To integrate functions involving $e^x$, $\cos x$, and $\sin x$, use integration by parts and simplify the result step by step. Don't forget the constant of integration, $C$.
We are given the integral:
\[
\int e^x (\cos x - \sin x) \, dx.
\]
To solve this, we can split the integral into two parts:
\[
\int e^x \cos x \, dx - \int e^x \sin x \, dx.
\]
Now, we can solve each of these integrals using integration by parts. Recall the formula for integration by parts:
\[
\int u \, dv = uv - \int v \, du.
\]
First Integral: $\int e^x \cos x \, dx$
Let:
- $u = \cos x \quad \text{and} \quad dv = e^x \, dx$,
so that:
- $du = -\sin x \, dx \quad \text{and} \quad v = e^x$.
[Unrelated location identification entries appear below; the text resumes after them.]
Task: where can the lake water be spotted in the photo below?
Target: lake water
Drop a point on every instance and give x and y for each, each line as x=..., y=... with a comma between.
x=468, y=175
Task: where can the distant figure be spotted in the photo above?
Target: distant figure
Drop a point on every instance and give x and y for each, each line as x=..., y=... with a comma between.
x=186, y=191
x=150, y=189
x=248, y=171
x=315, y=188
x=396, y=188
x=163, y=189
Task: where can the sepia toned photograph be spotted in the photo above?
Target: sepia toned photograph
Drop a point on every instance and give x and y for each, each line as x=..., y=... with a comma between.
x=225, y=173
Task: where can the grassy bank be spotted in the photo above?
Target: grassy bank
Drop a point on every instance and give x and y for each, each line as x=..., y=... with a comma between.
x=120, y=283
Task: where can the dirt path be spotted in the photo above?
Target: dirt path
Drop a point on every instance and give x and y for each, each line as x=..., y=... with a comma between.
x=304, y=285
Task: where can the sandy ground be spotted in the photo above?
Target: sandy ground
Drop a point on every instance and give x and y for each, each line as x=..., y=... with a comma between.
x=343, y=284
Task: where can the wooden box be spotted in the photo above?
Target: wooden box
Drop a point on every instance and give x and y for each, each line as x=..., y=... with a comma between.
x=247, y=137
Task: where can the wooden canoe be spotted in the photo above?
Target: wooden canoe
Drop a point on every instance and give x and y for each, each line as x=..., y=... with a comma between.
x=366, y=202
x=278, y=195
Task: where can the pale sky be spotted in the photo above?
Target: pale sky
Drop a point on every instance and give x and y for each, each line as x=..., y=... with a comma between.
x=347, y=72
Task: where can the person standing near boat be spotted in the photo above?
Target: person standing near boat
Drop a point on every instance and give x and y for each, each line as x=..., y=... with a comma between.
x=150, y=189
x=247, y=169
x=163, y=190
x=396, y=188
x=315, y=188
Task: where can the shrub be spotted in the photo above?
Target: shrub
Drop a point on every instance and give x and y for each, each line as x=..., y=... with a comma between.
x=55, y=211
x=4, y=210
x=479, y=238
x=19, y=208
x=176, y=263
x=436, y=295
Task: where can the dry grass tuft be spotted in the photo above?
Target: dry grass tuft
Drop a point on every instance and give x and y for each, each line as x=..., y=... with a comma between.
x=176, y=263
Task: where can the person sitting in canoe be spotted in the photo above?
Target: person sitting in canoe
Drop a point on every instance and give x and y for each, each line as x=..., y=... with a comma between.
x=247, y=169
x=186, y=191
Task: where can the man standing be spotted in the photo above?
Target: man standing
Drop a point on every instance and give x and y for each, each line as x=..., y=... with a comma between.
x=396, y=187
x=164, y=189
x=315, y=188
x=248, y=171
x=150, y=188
Using the integration by parts formula:
\[
\int e^x \cos x \, dx = e^x \cos x - \int e^x (-\sin x) \, dx = e^x \cos x + \int e^x \sin x \, dx.
\]
Second Integral: $\int e^x \sin x \, dx$
Let:
- $u = \sin x \quad \text{and} \quad dv = e^x \, dx$,
so that:
- $du = \cos x \, dx \quad \text{and} \quad v = e^x$.
Using the integration by parts formula:
\[
\int e^x \sin x \, dx = e^x \sin x - \int e^x \cos x \, dx.
\]
Substituting Back
Now substitute the second integral into the expression for the first integral:
\[
\int e^x \cos x \, dx = e^x \cos x + \left( e^x \sin x - \int e^x \cos x \, dx \right).
\]
Simplifying:
\[
\int e^x \cos x \, dx + \int e^x \cos x \, dx = e^x \cos x + e^x \sin x,
\]
\[
2 \int e^x \cos x \, dx = e^x (\cos x + \sin x),
\]
\[
\int e^x \cos x \, dx = \frac{e^x (\cos x + \sin x)}{2}.
\]
Thus, the final integral is:
\[
\int e^x (\cos x - \sin x) \, dx = e^x \cos x + C.
\]